4. Normal AFC ranges by age
The following ranges are general population averages. Clinics may use slightly different thresholds depending on their patient population and stimulation protocols.
| Age group | Average AFC | IVF response prediction | Clinical category |
|---|---|---|---|
| Under 30 | 15 to 30 | Normal to high | Good reserve |
| 30 to 35 | 12 to 20 | Normal | Adequate reserve |
| 35 to 38 | 8 to 15 | Normal to reduced | Borderline reserve |
| 38 to 42 | 5 to 12 | Reduced | Diminished reserve |
| Over 42 | 3 to 8 | Poor | Low reserve |
| Any age | Below 3 to 4 | Very poor; high cancellation risk | Severely diminished |
5. Interpreting your results
Low AFC (below 5 to 7)
A low count suggests fewer follicles are available to respond to stimulation. This typically results in fewer eggs retrieved during IVF and may increase the likelihood of a cycle being cancelled if the ovaries do not respond adequately to medication.
A low AFC at a younger age is more unexpected than at 40 and warrants further investigation alongside AMH and FSH testing.
High AFC (above 20 to 25 in either ovary)
A high follicle count combined with irregular cycles and other features may support a diagnosis of PCOS. In an IVF context, a high AFC increases the risk of ovarian hyperstimulation syndrome (OHSS), where the ovaries overrespond to stimulation medications. Protocols are adjusted to lower this risk.
Normal fluctuation between cycles
AFC can shift by 2 to 4 follicles between consecutive cycles in the same person. A single count should not be used in isolation to make a final assessment of reserve. Two measurements taken in separate cycles, alongside AMH, provide a more reliable picture.

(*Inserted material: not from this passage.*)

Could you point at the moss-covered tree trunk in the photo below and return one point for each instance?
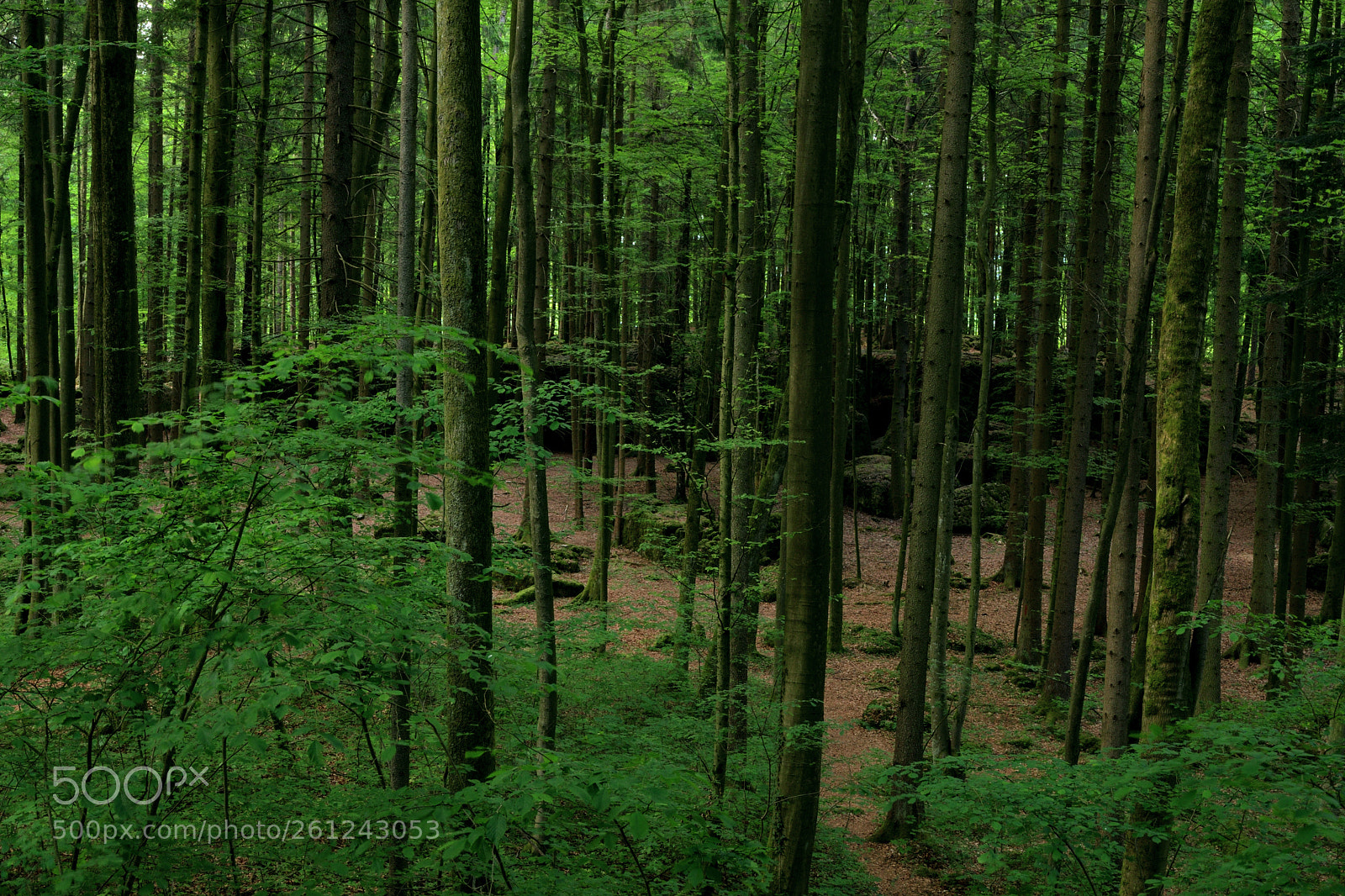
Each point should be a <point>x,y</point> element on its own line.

6. AFC and IVF protocol planning
AFC is the primary input for calculating the starting dose of follicle-stimulating medications (gonadotropins) in IVF. The goal is to stimulate the ovaries enough to retrieve a useful number of eggs without triggering OHSS.
| AFC result | Response category | Typical starting dose | Protocol consideration |
|---|---|---|---|
| Below 5 | Poor responder | 300 to 450 IU/day | May use adjuncts (e.g., growth hormone) |
| 5 to 10 | Low-normal | 225 to 300 IU/day | Close monitoring; antagonist protocol common |
| 11 to 20 | Normal responder | 150 to 225 IU/day | Standard long or antagonist protocol |
| Above 20 | High responder / PCOS | 75 to 150 IU/day | GnRH agonist trigger; freeze-all considered |
Clinics use AFC alongside AMH to finalize protocol decisions. Neither test alone should determine treatment planning.